When I was at the Barnes & Noble site the other day, ordering a copy of Catherine Clinton's Harriet Tubman, another book that popped up on the screen caught my eye.
I knew Elizabeth Keckley's name from reading about Abraham and Mary Lincoln. She was an African American dressmaker who became Mary Lincoln's friend and emotional support during her troubled years in the White House and after. According to some historians, Keckley played a part in educating Lincoln on the realities of race and slavery, helping move him toward emancipation. I had no idea though that Keckley wrote an autobiography. The subtitle of her book, "Thirty Years a Slave, and Four Years in the White House," intrigued me so much that I immediately added it to my order.
The blurb on the back of this neat Penguin edition intrigues me even more:
The remarkable - and, in its time, fiercely controversial - memoir of the former slave who became an intimate witness to the Lincoln presidency.This book ticks so many boxes for me: a slave narrative by a woman, who emancipated herself, and then made her way to the center of political Washington, and into the heart of the Lincoln family, during the Civil War. Plus dressmaking! And apparently it was the publication of letters from Mary Todd Lincoln that made the book so "indecent" and "traitorous." (It's a safe assumption that a good part of the outrage over the book was because its author, the friend and confidant of Mary Lincoln, was African American.)
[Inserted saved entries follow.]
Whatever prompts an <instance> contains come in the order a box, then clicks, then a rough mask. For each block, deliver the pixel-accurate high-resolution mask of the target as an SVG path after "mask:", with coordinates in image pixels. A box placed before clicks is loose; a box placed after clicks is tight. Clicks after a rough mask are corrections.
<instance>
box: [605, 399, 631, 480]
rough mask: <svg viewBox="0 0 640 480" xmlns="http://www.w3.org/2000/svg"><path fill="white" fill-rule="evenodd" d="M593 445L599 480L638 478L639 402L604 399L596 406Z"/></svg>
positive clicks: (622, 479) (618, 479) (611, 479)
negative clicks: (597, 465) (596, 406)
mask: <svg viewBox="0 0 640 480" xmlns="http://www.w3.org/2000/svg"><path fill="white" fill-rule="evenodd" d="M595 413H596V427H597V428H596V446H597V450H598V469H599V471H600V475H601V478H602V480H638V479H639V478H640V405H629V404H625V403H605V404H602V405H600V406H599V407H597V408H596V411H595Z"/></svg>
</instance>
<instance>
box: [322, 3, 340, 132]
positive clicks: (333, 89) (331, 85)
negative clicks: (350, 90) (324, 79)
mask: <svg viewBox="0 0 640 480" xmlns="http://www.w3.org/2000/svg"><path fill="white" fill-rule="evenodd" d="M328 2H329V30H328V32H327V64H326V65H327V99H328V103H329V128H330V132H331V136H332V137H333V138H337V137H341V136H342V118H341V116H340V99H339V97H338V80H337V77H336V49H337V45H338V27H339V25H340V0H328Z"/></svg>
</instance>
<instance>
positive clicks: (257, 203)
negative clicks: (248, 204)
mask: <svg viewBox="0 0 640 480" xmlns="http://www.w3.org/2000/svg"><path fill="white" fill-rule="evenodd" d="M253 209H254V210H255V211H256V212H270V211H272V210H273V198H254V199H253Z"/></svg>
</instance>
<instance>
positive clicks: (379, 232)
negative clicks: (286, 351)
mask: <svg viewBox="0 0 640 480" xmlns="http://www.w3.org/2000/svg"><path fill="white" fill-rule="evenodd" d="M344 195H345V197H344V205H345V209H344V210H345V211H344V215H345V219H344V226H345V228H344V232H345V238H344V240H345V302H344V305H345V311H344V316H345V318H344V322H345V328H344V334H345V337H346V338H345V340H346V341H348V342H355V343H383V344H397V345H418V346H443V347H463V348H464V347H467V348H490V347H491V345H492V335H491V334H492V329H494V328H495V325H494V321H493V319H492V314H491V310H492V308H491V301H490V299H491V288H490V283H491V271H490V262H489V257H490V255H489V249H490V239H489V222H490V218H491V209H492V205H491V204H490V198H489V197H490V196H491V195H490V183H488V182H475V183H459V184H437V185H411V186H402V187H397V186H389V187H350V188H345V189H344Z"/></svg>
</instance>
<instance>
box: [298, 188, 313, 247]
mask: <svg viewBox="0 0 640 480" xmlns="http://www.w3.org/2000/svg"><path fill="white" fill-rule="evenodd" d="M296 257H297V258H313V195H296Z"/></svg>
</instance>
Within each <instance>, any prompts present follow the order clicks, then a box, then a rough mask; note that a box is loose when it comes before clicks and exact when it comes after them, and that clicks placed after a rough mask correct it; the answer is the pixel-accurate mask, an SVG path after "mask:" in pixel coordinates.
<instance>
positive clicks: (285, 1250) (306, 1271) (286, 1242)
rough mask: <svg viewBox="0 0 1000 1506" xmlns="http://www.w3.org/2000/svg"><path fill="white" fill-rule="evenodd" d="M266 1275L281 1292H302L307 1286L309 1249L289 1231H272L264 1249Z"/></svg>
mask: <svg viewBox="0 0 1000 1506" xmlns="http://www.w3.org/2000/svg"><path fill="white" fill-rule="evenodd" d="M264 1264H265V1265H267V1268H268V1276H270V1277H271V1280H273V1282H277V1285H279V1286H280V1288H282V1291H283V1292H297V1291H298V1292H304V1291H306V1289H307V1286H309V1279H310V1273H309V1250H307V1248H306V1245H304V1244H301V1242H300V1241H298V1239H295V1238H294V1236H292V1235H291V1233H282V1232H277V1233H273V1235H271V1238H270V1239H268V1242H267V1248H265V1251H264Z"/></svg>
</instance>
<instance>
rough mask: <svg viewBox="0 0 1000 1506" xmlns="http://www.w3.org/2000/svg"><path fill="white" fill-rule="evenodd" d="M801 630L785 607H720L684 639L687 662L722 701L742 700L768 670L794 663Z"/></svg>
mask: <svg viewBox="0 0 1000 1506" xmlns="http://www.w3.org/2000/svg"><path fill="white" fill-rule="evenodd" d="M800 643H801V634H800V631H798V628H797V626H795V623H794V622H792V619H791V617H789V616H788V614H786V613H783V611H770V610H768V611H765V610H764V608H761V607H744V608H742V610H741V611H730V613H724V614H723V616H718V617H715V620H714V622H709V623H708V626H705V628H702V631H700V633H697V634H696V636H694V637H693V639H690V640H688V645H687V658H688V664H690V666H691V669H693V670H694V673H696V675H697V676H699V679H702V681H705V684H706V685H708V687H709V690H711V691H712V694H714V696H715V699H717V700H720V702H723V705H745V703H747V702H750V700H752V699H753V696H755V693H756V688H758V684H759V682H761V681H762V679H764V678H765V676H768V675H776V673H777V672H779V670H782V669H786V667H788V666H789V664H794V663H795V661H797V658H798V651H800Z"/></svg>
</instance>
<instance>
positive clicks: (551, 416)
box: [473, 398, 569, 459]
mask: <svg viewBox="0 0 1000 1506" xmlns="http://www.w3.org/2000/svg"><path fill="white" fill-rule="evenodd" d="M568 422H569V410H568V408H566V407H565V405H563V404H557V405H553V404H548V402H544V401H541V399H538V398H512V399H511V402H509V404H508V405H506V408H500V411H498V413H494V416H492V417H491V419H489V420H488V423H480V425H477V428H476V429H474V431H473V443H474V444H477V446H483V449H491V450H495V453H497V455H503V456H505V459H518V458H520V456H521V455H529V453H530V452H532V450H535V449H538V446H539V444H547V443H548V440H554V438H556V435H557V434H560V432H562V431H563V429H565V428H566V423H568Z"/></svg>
Born a slave in Virginia, Elizabeth Keckley bought her freedom at the age of thirty-seven and set up a dressmaking business in Washington, D.C. One of her clients was Mary Todd Lincoln, whose husband had recently been inaugurated President of the United Sates. In time they became close friends. Their intimacy informs this extraordinary book, which is at once a slave narrative, a candid private view of the Lincoln White House during a violent turning point in American history, and the story of a friendship that continued after Lincoln's assassination. Condemned at its publication as an "indecent book" authored by a "traitorous eavesdropper," Behind the Scenes remains a poignant, revelatory work that belong on any shelf of Civil War or African American literature.
This is next on my reading list, despite the tall stack of library books due tomorrow - hopefully I can renew most of them.